World Bio Summit & Expo

Priti Saxena

South Asian University, India

ScientificTracks Abstracts: J Biotechnol Biomater

DOI: 10.4172/2155-952X.C1.046

Corynebacterineae includes some of the deadliest human pathogens such as, Mycobacterium tuberculosis (Mtb) and Mycobacterium leprae. Recent years have seen a remarkable increase in our understanding of secondary metabolic networks that impart these potentials to this order of organisms. One of the major secondary metabolites is polyketides. Comparative genomics of closely related genera from this family have revealed unusual polyketide biosynthetic potentials with the existence of genes homologous to type III pkss. Type III polyketide products in recent years have been remarkably associated with cell wall modifications. Longchain alkylresorcinols and alkylpyrones replace membrane phospholipids in Azotobacter cells differentiating into dormant cells. Alkylphloroglucinols are key signaling factors required for differentiation and development of Dictyostelium molds. These phenolic lipids in Streptomyces confer resistance to β-lactam antibiotics by altering properties of the cytoplasmic membrane. Although, resorcinolic/phloroglucinolic lipids are not known in Mtb, our functional characterization of PKS18 identified alkylpyrones as major polyketide products in vitro. These metabolites are crucial components of pollen exine in Arabidopsis thaliana and could be synthesized by PKSIIINc from Neurospora crassa. Our biochemical, mutational and structural studies provide evidence for an unanticipated potential of these proteins to cyclise a common biosynthetic intermediate to generate chemically and structurally distinct metabolic entities utilizing a single catalytic site and a limited pool of precursor molecules. These observations not only provide interesting clues to the possible role of these small molecules in Corynebacterineae physiology and virulence but can be further exploited for generating a reservoir of structurally and chemically distinct unnatural bioactive scaffolds.
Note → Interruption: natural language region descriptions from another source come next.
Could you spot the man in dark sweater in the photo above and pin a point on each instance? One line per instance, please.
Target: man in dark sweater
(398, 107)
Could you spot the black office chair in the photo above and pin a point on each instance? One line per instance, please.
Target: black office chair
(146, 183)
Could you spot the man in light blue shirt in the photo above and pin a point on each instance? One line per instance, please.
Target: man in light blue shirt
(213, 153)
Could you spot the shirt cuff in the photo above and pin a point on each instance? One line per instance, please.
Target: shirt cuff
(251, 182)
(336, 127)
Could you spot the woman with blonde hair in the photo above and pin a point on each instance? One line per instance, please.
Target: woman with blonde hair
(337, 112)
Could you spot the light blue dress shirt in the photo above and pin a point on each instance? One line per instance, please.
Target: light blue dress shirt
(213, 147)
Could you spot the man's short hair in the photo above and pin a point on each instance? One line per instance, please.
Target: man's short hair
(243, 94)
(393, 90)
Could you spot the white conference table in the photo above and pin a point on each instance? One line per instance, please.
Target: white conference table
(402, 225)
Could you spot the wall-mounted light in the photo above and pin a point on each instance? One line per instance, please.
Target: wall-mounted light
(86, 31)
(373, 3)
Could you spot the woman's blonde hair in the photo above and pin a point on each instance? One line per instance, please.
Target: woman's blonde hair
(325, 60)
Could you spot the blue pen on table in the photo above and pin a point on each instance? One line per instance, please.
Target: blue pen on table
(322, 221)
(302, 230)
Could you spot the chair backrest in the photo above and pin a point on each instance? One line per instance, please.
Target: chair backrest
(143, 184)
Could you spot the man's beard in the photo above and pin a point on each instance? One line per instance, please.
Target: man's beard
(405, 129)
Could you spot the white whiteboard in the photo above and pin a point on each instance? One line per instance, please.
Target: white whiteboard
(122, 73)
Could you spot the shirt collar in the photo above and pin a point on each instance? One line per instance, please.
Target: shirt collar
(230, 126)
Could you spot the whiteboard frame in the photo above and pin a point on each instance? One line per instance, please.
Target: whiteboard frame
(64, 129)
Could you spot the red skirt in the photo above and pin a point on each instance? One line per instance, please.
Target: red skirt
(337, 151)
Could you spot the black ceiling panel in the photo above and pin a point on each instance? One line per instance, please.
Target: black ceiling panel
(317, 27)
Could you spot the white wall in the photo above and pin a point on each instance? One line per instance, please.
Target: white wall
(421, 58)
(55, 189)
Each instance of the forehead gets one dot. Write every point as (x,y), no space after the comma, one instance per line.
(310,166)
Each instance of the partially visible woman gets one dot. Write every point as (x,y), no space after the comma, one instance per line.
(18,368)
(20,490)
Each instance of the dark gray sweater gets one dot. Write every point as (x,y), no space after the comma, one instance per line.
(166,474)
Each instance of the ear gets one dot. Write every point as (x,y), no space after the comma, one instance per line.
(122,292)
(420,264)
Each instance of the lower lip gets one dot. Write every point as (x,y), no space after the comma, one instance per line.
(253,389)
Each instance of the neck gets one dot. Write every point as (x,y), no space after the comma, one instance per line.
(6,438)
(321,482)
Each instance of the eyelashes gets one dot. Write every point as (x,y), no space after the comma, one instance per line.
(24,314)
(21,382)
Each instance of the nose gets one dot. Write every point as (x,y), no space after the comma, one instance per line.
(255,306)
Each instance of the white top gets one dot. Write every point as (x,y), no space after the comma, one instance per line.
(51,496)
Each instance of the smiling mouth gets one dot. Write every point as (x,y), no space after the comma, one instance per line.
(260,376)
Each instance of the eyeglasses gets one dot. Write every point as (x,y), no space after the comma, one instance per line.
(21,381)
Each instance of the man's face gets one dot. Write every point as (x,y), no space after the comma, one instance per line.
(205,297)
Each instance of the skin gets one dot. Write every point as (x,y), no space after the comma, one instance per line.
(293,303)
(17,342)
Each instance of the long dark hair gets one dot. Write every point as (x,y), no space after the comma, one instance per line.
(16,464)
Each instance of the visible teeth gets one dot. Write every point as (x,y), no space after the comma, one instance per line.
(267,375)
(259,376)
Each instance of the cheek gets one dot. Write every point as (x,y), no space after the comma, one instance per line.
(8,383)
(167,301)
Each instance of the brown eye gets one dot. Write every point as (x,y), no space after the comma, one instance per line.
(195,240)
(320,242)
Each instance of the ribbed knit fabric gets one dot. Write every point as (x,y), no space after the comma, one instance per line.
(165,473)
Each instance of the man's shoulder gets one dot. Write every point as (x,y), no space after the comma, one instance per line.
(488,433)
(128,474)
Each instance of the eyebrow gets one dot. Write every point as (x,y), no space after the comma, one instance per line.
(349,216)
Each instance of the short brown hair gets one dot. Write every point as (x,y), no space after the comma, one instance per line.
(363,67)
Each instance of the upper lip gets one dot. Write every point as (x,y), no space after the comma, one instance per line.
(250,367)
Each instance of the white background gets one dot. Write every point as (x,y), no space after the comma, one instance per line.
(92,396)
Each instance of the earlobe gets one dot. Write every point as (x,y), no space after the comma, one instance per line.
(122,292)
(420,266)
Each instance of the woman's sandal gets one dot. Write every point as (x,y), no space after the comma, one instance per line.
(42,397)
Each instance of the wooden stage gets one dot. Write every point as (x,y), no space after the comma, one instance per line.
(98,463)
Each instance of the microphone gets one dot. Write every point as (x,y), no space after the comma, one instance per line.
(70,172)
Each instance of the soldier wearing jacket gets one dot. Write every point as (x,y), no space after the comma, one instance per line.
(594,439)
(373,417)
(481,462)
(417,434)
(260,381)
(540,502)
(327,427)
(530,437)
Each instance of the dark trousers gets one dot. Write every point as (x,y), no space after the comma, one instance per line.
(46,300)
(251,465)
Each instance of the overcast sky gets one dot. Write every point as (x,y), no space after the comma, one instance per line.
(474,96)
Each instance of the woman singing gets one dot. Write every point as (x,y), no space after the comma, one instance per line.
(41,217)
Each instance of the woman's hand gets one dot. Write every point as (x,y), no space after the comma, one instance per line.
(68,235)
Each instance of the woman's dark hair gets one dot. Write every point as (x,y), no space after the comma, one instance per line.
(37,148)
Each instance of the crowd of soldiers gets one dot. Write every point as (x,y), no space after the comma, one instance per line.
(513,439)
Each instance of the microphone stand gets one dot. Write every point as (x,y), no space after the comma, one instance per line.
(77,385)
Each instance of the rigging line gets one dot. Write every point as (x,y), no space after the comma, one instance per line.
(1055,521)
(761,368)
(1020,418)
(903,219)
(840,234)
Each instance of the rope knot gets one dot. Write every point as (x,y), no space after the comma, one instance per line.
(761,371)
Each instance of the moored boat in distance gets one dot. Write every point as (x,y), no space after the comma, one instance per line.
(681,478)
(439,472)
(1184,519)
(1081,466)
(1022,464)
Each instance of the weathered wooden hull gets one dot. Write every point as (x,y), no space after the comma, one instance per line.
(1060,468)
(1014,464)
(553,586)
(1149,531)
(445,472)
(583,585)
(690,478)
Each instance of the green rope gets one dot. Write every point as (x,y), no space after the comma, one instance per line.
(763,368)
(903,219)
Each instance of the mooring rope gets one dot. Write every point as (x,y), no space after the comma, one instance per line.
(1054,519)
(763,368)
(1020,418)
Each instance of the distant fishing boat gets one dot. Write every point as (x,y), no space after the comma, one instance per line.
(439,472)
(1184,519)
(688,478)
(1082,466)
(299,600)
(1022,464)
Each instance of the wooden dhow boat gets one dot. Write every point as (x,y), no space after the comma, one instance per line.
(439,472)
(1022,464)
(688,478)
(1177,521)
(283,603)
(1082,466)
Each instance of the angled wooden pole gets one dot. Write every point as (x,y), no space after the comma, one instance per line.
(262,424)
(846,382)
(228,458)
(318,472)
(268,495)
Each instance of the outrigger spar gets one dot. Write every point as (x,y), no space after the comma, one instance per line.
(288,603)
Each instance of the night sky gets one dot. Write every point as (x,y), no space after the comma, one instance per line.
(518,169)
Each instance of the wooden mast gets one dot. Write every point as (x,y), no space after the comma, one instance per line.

Priti Saxena completed her PhD in Chemical Biology from National Institute of Immunology, New Delhi. She worked as a Scientist Fellow at Institute of Genomics and Integrative Biology, Delhi and has published several articles in reputed high impact journals. She has been awarded with the premier fellowship of Innovative Young Biotechnologist Award (IYBA) of DBT, India and SAU Intramural Grant of South Asian University, India. Her research interests focus on delineating molecular mechanisms underlying mycobacterial pathogenesis in the capacity of an Assistant Professor at South Asian University, India.